I was looking for a way to do object detection with fast ai. I found the retinaNet notebook belonging to part 2 of the course and ran it.

everything was fine, until i tried using it for inference.i wanted to apply it on video from my webcam(in another code),but i stumbled upon an error. I tried adding the export, load and predict lines to the same training notebook and got the same error, which is the one below:

is it not possible to get predictions by doing learn.predict ? if so how do i get them?

ps: I understand that this is more suited to part2 2019 of the course, and i apologize. i cant access their forums now, and i am using this for my graduation project so i cant really wait until it the course is available on the internet. I thought part one was enough for object detection, since it has segmentation in it. i was wrong.

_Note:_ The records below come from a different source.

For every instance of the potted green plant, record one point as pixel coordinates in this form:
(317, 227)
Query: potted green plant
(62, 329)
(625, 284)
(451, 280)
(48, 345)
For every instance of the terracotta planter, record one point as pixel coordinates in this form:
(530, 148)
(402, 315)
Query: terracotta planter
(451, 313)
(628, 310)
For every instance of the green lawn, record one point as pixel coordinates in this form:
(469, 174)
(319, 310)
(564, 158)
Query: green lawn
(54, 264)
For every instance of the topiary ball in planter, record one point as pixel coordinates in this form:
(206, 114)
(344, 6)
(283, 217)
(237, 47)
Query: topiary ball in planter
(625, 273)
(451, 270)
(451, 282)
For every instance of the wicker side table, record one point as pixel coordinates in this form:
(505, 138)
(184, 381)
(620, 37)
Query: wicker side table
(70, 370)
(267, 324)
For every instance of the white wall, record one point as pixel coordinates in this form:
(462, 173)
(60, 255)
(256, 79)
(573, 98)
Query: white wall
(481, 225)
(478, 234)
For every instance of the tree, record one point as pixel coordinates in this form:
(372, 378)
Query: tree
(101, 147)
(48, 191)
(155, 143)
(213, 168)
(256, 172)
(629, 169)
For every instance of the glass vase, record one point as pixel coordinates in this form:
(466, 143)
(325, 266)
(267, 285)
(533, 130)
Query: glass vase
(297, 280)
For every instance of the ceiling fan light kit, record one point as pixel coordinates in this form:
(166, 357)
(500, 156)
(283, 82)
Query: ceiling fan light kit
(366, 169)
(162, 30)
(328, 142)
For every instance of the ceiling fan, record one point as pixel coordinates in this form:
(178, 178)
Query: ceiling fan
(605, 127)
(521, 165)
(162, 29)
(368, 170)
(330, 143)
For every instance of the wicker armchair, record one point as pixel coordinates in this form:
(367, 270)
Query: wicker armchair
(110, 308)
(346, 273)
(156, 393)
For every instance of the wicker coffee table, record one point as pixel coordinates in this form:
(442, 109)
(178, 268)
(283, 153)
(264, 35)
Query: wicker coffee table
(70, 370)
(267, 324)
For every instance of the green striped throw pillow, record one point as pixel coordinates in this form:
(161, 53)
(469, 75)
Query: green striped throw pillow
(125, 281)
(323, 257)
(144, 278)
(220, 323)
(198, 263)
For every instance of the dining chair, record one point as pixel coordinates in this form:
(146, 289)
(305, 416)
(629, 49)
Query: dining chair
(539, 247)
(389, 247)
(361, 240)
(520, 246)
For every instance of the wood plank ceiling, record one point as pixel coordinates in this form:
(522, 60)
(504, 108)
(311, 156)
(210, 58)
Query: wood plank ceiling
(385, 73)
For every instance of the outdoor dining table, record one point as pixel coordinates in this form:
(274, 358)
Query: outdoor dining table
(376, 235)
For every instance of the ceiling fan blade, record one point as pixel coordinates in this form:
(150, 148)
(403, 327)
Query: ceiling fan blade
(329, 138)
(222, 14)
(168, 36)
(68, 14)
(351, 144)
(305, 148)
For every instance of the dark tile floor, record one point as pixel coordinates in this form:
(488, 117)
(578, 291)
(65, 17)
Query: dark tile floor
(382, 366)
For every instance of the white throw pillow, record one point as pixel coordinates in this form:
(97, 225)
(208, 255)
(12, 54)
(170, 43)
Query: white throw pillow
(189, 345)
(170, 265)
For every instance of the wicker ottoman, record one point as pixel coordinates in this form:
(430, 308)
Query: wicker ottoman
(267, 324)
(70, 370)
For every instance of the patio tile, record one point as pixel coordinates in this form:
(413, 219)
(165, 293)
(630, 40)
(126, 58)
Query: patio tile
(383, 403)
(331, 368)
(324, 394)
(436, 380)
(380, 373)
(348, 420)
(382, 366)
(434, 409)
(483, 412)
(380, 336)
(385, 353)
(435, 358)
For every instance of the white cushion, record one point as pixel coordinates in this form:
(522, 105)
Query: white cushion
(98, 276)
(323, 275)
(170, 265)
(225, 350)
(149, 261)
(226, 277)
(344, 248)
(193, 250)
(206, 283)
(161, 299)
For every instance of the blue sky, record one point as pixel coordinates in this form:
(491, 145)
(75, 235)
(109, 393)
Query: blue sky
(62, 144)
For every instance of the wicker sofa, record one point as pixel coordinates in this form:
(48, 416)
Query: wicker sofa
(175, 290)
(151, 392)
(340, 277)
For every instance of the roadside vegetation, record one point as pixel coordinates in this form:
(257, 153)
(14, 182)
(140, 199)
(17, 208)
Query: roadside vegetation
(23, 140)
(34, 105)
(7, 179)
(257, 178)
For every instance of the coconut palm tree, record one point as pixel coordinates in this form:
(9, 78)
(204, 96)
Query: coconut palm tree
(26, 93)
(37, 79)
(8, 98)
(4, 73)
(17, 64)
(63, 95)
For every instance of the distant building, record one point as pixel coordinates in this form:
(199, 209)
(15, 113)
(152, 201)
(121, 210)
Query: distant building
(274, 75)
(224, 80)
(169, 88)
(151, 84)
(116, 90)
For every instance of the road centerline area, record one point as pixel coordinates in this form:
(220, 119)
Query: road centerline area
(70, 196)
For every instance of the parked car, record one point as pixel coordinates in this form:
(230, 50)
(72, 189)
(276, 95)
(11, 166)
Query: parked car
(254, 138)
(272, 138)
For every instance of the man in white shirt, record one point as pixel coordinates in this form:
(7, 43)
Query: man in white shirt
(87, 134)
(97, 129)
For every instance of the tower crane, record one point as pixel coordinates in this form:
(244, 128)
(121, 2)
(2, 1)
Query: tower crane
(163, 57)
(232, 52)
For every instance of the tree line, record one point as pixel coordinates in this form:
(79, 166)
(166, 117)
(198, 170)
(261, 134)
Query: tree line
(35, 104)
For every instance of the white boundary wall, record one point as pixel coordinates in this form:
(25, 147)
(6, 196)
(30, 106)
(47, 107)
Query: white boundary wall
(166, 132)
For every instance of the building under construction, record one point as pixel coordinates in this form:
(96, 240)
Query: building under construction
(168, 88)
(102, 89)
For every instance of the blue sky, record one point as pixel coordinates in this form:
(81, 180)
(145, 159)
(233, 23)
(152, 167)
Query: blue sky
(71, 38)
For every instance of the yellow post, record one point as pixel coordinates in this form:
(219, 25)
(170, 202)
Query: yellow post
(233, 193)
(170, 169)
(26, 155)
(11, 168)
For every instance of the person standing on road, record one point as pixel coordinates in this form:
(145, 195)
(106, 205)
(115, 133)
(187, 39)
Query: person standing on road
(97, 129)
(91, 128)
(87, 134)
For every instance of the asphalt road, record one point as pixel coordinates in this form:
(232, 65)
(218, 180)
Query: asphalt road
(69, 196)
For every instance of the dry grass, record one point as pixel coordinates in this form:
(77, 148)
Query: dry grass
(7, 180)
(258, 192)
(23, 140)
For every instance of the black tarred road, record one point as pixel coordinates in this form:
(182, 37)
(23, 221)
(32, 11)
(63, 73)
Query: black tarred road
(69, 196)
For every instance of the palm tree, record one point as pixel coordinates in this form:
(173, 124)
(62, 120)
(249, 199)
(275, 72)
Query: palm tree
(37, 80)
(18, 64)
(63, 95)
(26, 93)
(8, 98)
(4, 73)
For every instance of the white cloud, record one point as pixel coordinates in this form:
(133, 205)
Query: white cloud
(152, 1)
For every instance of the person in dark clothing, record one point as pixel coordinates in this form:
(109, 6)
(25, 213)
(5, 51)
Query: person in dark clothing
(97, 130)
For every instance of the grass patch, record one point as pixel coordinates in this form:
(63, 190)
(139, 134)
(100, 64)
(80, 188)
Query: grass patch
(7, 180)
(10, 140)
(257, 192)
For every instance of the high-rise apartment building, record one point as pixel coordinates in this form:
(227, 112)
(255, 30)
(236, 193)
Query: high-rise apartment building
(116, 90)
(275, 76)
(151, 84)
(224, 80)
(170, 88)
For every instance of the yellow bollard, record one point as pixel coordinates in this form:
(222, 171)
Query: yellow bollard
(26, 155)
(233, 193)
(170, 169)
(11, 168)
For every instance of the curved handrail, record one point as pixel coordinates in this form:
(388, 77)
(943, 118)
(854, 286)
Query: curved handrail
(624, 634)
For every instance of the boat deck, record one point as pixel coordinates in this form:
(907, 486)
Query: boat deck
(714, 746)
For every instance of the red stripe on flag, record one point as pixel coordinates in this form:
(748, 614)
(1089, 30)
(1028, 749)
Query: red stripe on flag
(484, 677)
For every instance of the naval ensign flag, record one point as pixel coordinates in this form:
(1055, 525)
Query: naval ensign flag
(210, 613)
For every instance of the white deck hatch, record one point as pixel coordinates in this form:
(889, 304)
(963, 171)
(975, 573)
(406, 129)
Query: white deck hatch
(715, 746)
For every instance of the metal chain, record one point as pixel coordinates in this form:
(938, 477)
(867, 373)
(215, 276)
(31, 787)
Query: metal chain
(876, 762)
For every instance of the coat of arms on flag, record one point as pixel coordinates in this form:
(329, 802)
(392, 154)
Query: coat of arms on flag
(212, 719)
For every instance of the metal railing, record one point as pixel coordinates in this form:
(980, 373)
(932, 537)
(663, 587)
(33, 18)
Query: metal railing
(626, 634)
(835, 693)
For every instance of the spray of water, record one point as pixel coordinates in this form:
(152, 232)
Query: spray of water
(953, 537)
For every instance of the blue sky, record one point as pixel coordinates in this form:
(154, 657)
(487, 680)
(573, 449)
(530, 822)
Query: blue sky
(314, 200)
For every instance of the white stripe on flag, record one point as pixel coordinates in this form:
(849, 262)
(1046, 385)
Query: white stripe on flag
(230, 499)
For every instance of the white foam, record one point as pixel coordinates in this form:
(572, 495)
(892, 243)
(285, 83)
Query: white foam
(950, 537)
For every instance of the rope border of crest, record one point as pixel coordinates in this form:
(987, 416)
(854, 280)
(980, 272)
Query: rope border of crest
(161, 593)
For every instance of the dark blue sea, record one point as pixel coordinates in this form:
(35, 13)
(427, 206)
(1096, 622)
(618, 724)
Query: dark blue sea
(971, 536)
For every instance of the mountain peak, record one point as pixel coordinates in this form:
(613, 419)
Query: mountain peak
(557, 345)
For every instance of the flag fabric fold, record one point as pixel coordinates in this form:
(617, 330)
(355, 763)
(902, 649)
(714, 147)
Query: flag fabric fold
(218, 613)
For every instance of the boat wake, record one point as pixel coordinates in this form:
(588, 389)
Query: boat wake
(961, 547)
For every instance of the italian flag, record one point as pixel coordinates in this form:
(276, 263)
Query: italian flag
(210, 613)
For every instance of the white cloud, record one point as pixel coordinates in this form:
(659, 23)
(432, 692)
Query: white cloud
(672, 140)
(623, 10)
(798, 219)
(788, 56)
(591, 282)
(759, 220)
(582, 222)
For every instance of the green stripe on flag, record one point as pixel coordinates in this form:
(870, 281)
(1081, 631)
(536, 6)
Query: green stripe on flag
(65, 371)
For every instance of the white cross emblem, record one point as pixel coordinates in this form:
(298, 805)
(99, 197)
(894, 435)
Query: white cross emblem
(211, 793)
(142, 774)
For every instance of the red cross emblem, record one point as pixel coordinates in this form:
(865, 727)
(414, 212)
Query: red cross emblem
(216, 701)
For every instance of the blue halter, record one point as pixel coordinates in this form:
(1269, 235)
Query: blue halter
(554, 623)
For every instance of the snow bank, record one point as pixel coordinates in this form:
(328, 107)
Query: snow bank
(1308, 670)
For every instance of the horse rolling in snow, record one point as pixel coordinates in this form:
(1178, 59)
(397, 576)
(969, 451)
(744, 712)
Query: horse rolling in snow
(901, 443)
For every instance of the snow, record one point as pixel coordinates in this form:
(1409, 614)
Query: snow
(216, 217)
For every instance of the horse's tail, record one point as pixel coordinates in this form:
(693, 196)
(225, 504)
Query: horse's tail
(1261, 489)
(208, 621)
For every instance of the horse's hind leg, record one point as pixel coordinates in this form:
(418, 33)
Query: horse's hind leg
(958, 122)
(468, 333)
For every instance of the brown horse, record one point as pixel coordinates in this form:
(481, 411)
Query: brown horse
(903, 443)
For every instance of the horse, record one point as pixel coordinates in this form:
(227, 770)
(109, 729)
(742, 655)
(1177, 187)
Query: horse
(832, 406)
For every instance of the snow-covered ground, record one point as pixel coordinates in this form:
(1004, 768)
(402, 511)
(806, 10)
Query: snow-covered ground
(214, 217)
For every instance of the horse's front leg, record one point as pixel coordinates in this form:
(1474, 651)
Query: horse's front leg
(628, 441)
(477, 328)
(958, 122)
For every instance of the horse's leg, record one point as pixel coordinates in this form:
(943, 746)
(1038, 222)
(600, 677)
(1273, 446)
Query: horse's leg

Update: i tried the following:

learn = load_learner(path=’.’,file=‘model.pkl’)
with torch.no_grad(): learn.model.eval()
input = Variable(image)
input =
z = learn(input)
show_preds(image, frame, z, detect_thresh=0.35,

i got an error :
TypeError: ‘Learner’ object is not callable

and also tried this:
learn = load_learner(path=’.’,file=‘model.pkl’)
with torch.no_grad(): z=learn.model.eval()(image)
show_preds(image, frame, z, detect_thresh=0.35,

and got this error:
RuntimeError: Expected 4-dimensional input for 4-dimensional weight [64, 3, 7, 7], but got 3-dimensional input of size [3, 480, 640] instead

which shows that in this case its expecting a batch not a single image. is there a way to get around this?

Did you try:

with torch.no_grad():
output = learn.model(img)
1 Like

still the same error (in that same line) :
RuntimeError: Expected 4-dimensional input for 4-dimensional weight [64, 3, 7, 7], but got 3-dimensional input of size [3, 480, 640] instead

for anyone wanting to do this, i manged to get predictions like this:
defaults.device = torch.device('cuda')
encoder = create_body(models.resnet50, cut=-2)
model = RetinaNet(encoder,21,final_bias=-4)
state_dict = torch.load('stage2-256.pth')
model = model.cuda()
with torch.no_grad():
z = model(image.unsqueeze_(0).cuda())

usually you use cpu for inference, but i m using webcam stream so i need it.
if you want cpu:
state_dict = torch.load(‘stage2-256.pth’, map_location = ‘cpu’)
and remove all the .cuda()s

Hi Mohamed,
Would you happen to have an exemplified notebook on how to implement an object detector via fastai? I am basically looking to convert my multi-label classifier to a multi object detector.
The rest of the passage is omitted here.